Saturday, May 5, 2012

A Child’s Hope (A Placed Called Los Pereyra at the Projection Booth)

"A very honest, strong film. I liked the vision of this film very much." - Carlos Reygadas on A Place Called Los Pereyra

The documentary A Place Called Los Pereyra, which is directed by Andrés Livov-Macklin (who was born in Buenos Aires, and is mostly known for short films) and produced by Hugh Gibson and Peter Starr, is about the elementary school 959 in the rural community of Los Pereyra, in the Tucumán Province, Argentina. A Place Called Los Pereyra is like a mixture between two films: the classroom drama Monsieur Lazhar, which is about an elementary school teacher guiding a group of young and impressionable students; and the documentary-fiction hybrid Alamar, a naturalistic cinéma vérité look at a Mexican father teaching his son how to fish in the coral reef.

These two films give a sense of what A Place Called Los Pereyra is like. But the film is different from these other works and needs to be further discussed.

Los Pereyra is located east of the Tucumán Province, which is known for its Gran Chaco flatlands. The documentary refers to the area as the El Impenetrable, “the second largest forested region in South America after the Amazon.” A Place Called Los Pereyra shows a town without electricity or modern day appliances. It paints a portrait of a culturally and geographically isolated location that hardly has any information online.

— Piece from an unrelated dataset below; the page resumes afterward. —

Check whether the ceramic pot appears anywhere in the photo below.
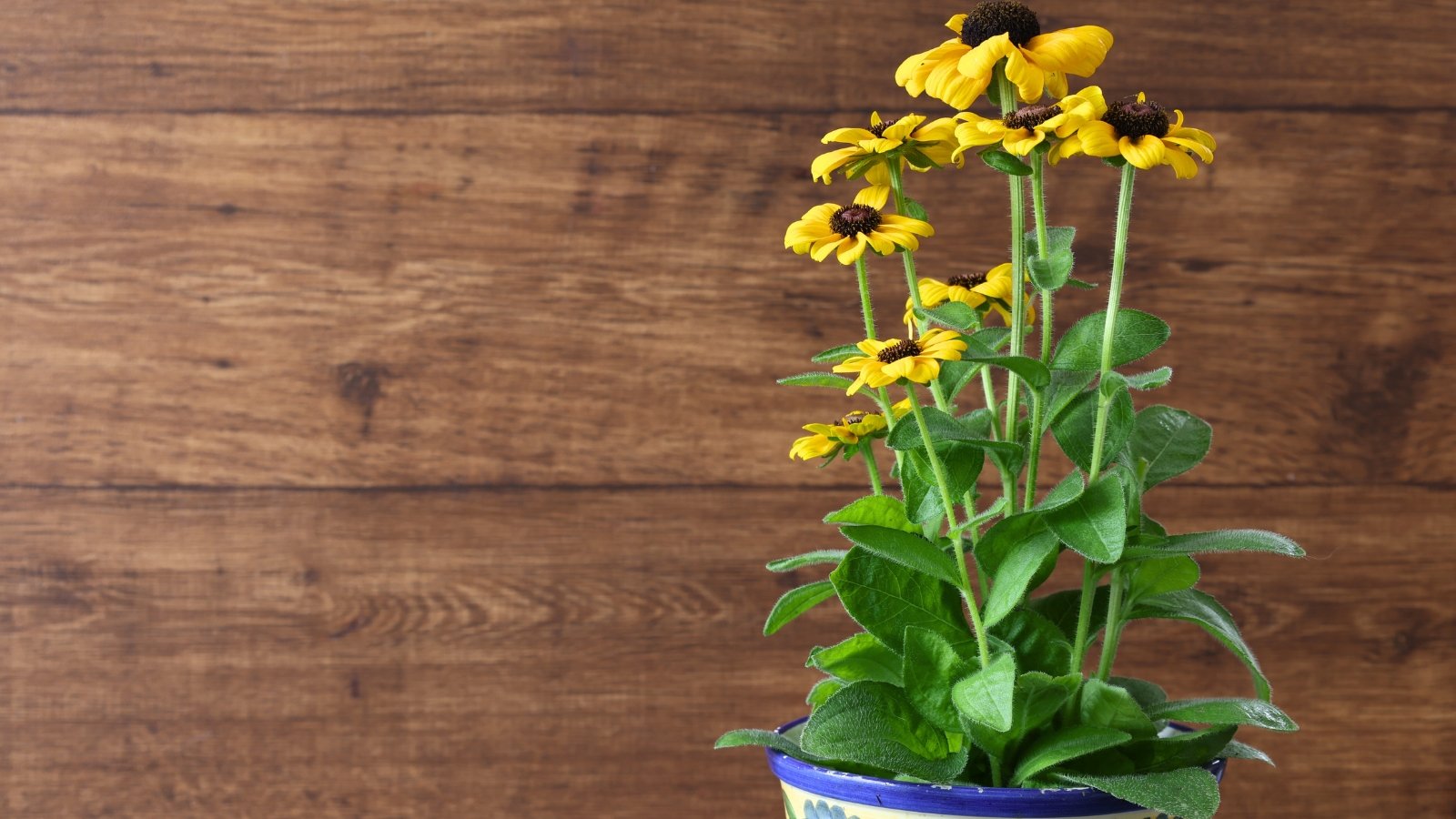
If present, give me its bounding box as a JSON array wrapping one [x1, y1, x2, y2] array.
[[767, 717, 1225, 819]]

In the community of Los Pereyra there are families and children. The children either stay at home where they help their parents at their farms, or they go to school with the hope of later pursuing their education elsewhere. A Place Called Los Pereyra centers on a group of high school girls from an expensive all-girl private school in Buenos Aires, who are known as the godmothers. The young godmothers are part of an annual charitable mission from Buenos Aires that provides goods and medical attention to the people of the area. It is these godmothers that were the inspiration for A Place Called Los Pereyra. One of Livov-Macklin’s friends went to this school in Buenos Aires, and shared with him the experience of the trips. Livov-Macklin was struck by both the disparity between the two groups and the kindness of their interactions.

These godmothers are a great asset to the community, and their arrival seems much anticipated. They show to the kids the possibilities that lie outside of Los Pereyra. As well they emphasize education, they bring them new toys and they perform medical check-ups. Fun and nice anecdotes from A Place Called Los Pereyra includes: the girls describing contraception, you see the boys playing with a new soccer ball, the girls tease one of the older boys, they do math equations where they distribute candy, they bring them to a zoo, and they even make one of the boys a nice birthday cake. But they are only there for a short amount time, and who knows when, and if, they are ever going to come back?

As Los Pereyra is over one-thousand kilometers away from the city of Buenos Aires, one of the subjects of the film is the Argentinean rural/urban divide. The teacher continuously brings up to these children that if they want a better future for themselves they will need to go to Buenos Aires to study. The teacher says, “You know that as people grow up, they want to do something with their lives. They dream of becoming something.” Concluding, “Nothing is difficult, if you’re willing to do it.”

A Place Called Los Pereyra will be screening at the Projection Booth from May 11th to the 17th.  And there will be a special event on Friday May 11th with a cocktail reception and post-screening discussion with producer Hugh Gibson and film critic Adam Nayman (The Grid, Cinema Scope).